There is a connection between this week’s Torah reading and the concept of purification or the forgiveness of sins. The name of the Parashah is Shemini or eighth. It refers to the day after the Kohanim (Priests) would finish their service in the Temple (or the Tabernacle). It was on the eighth day that they would exit. In regard to our Torah reading, it was only the High Priest, Aaron, who served, while Moses was instructing him. This first time was an example to the other priests who would serve in the future. Please note that some authorities teach that it was Moses who alone did the work while Aaron and his sons simply watched and then began serving from the eighth day.

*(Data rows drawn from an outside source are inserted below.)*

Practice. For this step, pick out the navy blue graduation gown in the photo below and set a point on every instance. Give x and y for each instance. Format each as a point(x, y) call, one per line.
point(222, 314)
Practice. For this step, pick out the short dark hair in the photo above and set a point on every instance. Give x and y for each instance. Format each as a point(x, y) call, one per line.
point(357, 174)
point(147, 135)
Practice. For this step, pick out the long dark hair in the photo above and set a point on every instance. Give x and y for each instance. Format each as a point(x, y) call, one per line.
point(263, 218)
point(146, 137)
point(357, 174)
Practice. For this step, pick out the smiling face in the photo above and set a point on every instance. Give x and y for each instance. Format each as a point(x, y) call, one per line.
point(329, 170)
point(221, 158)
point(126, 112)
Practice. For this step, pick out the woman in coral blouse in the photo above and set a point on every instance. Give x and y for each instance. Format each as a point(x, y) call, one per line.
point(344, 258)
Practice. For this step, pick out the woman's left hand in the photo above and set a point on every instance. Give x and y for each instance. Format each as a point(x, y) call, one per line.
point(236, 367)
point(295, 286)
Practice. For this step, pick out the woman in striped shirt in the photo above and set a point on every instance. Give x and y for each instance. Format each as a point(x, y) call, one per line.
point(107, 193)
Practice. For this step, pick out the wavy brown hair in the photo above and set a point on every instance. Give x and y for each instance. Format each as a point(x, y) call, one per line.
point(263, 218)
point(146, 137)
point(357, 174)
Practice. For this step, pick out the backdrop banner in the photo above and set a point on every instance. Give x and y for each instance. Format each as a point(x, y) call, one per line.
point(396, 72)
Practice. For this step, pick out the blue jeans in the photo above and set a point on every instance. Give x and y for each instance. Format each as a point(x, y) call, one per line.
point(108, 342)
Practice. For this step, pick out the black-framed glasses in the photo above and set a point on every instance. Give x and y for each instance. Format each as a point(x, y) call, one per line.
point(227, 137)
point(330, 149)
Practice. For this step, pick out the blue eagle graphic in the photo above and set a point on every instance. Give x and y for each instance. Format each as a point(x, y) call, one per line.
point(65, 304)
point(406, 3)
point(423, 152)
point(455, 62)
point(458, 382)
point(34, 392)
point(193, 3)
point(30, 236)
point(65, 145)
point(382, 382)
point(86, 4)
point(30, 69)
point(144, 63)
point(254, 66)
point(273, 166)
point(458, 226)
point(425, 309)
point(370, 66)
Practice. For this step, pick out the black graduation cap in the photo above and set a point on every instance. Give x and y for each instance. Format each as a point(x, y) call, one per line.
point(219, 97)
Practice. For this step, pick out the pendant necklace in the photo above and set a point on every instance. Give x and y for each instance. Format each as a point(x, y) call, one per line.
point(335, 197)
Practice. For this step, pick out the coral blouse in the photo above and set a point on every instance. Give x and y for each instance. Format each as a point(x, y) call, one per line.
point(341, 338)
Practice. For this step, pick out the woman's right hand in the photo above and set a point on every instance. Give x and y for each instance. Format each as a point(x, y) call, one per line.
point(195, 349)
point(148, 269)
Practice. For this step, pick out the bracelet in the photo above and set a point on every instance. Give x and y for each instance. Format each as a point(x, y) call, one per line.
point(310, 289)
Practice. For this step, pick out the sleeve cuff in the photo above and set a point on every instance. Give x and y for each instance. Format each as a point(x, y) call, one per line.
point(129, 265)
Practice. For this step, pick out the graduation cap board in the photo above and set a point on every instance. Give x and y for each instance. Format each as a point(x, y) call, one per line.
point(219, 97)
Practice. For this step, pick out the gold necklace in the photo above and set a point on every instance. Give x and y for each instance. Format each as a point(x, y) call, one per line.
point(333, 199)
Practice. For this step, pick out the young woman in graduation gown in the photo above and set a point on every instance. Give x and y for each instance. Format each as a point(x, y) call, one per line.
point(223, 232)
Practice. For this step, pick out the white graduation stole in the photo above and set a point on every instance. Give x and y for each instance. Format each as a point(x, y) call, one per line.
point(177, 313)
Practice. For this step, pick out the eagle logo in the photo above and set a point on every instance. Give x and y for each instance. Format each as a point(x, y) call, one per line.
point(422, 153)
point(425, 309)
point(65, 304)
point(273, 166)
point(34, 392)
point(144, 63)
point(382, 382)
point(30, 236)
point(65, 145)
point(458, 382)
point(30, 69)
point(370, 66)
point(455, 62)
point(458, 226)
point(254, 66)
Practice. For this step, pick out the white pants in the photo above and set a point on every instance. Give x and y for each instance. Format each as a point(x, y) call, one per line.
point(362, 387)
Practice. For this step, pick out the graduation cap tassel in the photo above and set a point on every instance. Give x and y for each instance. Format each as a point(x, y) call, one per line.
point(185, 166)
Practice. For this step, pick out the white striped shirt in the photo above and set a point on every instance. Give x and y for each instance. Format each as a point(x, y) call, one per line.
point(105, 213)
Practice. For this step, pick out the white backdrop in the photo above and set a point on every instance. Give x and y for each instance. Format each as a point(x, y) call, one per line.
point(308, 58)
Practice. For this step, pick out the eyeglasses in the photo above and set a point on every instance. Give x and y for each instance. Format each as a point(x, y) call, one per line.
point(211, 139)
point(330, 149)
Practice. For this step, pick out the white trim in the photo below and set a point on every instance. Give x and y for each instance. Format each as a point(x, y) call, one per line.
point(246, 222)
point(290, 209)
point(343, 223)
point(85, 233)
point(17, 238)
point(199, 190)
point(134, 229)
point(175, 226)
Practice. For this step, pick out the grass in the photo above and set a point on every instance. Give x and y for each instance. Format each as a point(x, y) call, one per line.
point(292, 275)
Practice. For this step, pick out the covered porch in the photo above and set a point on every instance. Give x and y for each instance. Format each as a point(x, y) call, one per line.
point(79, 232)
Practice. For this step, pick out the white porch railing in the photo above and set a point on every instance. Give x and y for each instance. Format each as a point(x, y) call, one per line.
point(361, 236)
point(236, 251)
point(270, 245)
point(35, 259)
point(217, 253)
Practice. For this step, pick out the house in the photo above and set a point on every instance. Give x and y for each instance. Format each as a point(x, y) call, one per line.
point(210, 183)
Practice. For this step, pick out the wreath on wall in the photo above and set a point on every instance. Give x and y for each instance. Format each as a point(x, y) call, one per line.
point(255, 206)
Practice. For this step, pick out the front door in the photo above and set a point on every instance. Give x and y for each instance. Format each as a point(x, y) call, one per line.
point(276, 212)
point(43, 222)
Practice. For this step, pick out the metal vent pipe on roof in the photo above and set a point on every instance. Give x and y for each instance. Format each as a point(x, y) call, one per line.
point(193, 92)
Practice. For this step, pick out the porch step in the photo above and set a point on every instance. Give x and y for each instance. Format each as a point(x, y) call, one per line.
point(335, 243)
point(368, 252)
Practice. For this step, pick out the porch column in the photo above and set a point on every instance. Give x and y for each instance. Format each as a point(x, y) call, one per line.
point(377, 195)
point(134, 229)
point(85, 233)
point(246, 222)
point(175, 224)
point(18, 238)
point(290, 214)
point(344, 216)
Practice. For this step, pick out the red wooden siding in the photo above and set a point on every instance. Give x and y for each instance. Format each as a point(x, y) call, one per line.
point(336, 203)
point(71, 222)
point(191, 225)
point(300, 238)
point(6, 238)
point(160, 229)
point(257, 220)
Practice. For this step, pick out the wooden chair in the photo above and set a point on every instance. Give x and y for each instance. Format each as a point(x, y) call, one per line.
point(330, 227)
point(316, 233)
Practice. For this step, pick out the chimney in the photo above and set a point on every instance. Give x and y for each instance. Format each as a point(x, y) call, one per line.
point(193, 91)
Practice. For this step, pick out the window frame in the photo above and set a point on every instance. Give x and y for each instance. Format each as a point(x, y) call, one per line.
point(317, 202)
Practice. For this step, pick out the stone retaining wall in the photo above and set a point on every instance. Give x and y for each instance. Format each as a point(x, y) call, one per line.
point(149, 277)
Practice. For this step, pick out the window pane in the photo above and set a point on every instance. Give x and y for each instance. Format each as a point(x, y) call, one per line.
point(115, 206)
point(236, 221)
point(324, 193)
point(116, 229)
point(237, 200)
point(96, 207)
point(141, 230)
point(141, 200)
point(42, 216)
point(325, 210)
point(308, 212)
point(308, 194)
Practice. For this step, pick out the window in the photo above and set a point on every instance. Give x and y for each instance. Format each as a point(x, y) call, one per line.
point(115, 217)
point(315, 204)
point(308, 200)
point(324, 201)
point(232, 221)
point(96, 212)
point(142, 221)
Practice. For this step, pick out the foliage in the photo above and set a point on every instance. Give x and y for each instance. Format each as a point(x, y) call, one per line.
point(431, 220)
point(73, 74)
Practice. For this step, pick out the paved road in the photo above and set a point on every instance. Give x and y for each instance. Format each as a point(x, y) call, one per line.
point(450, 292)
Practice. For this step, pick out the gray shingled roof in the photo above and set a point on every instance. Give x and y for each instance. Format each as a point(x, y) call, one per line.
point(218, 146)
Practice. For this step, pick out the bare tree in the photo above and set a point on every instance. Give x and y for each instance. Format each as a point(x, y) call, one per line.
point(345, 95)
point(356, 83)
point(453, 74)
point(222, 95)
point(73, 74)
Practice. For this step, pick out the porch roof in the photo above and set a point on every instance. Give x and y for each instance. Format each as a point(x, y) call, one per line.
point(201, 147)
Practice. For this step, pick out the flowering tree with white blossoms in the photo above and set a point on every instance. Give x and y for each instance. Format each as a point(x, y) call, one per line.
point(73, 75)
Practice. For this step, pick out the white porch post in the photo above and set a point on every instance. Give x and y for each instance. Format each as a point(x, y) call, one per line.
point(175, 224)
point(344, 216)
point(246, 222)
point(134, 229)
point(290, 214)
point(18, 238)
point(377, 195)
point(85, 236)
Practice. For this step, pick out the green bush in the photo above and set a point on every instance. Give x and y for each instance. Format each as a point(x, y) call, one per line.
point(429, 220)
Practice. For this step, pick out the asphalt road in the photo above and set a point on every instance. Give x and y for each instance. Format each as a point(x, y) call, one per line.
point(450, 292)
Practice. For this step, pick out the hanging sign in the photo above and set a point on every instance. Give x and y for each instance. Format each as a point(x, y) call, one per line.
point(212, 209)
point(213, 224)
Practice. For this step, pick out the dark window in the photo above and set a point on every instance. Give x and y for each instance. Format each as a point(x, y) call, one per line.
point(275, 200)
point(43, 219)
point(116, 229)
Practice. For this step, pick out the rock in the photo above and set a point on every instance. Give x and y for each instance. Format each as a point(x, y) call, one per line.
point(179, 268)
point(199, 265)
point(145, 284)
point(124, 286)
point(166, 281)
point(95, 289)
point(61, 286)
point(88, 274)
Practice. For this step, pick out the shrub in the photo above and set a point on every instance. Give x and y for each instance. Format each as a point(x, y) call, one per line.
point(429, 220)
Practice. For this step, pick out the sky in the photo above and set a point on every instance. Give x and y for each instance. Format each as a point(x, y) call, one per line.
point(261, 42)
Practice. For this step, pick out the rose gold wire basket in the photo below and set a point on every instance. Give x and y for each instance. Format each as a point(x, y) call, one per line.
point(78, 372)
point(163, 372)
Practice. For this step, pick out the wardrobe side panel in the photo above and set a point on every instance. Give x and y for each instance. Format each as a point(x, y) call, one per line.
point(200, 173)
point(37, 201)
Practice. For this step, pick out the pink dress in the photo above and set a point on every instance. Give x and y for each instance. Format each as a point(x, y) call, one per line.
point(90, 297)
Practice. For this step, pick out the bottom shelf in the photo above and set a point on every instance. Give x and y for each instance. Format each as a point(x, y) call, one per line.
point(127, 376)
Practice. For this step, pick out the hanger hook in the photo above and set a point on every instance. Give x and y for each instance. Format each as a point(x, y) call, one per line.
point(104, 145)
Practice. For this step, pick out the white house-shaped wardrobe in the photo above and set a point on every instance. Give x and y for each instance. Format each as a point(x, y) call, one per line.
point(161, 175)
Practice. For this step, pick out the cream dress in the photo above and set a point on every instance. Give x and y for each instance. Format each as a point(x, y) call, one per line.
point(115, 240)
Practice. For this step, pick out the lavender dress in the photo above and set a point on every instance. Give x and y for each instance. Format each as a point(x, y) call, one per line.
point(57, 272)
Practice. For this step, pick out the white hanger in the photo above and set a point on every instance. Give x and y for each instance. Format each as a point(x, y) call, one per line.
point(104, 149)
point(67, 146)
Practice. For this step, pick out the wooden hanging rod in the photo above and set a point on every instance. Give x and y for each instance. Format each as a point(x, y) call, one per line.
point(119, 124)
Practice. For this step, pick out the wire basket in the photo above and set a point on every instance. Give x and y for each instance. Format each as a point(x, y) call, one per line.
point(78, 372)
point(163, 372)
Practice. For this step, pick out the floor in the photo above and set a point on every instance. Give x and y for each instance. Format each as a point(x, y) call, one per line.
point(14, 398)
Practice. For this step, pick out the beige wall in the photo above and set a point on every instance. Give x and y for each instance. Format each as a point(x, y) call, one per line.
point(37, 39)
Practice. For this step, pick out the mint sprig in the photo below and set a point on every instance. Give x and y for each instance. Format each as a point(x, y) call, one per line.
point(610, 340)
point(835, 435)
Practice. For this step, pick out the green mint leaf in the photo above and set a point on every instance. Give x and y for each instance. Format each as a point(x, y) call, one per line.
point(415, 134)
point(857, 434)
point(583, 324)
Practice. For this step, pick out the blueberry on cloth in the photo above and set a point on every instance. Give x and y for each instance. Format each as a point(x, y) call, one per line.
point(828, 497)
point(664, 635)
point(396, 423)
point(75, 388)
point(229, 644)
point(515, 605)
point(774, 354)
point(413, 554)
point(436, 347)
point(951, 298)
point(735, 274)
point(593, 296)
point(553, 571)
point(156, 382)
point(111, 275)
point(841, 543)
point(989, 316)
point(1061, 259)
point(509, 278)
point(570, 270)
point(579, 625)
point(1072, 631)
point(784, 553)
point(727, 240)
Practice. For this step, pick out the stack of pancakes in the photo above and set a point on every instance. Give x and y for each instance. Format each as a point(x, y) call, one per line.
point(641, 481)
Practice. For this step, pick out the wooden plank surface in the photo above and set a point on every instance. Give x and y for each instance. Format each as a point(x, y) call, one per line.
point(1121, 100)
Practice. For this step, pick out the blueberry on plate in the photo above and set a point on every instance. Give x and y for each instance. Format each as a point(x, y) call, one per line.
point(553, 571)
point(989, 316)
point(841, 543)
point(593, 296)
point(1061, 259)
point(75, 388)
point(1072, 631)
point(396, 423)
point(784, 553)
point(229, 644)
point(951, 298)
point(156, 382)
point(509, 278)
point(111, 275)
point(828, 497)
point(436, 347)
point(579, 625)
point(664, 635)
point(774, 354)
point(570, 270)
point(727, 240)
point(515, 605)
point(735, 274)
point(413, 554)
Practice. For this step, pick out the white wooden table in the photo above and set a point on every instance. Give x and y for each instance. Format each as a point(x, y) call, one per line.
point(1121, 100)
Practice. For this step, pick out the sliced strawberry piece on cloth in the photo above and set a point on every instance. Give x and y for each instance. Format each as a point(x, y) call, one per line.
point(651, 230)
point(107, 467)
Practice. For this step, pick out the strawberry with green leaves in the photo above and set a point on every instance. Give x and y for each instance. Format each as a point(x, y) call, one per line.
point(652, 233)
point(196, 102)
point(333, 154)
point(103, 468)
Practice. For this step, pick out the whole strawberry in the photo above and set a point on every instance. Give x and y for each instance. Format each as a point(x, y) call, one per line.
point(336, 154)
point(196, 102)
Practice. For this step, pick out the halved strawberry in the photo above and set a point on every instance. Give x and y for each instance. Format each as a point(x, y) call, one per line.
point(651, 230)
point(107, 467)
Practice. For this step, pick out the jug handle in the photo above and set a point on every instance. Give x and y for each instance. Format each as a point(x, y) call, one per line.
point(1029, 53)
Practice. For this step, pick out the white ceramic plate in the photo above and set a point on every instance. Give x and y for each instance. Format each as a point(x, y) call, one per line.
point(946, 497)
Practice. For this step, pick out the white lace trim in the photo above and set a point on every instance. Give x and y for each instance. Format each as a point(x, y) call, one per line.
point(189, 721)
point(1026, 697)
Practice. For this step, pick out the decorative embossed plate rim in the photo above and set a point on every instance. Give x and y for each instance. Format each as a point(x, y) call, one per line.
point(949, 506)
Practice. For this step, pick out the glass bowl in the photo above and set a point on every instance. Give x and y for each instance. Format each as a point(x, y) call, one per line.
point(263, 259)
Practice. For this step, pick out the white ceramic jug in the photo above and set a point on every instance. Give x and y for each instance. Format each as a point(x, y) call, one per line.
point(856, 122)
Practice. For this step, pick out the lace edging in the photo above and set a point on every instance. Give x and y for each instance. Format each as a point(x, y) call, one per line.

It is significant that the eighth day is emphasized. This number relates to something “new”. It can also be connected to the concepts of “redemption” and the “Kingdom”. Therefore, it is not surprising that one reads,

And Aaron lifted up his hands to the people and blessed them, and he went down and made the sin, burnt, and peace offerings. And he and Moses came to the Tent of Meeting and went out and then blessed the people and the glory of the Lord appeared to all the people.” Leviticus 9:22-23

One learns from these two verses that the primary work of the Kohanim is to bless the people. The important factor is that the people cannot be blessed without the sacrifices being offered first, which atones for sin. What is the real blessing? One reads that “the glory of the Lord appeared to all the people”. In other words, although the atonement is necessary, it is not the main objective. It is rather the necessary means for what the Lord truly wants— namely that there be fellowship between Himself and the people. When the text states that “the glory of the Lord appeared…” it relates to His presence being manifested.

Now that Jesus has paid the price to atone for sin, we (believers) have the privilege of sharing in a new type of priesthood, a royal priesthood (1 Peter 2:9) and bring others into His wondrous light (glory).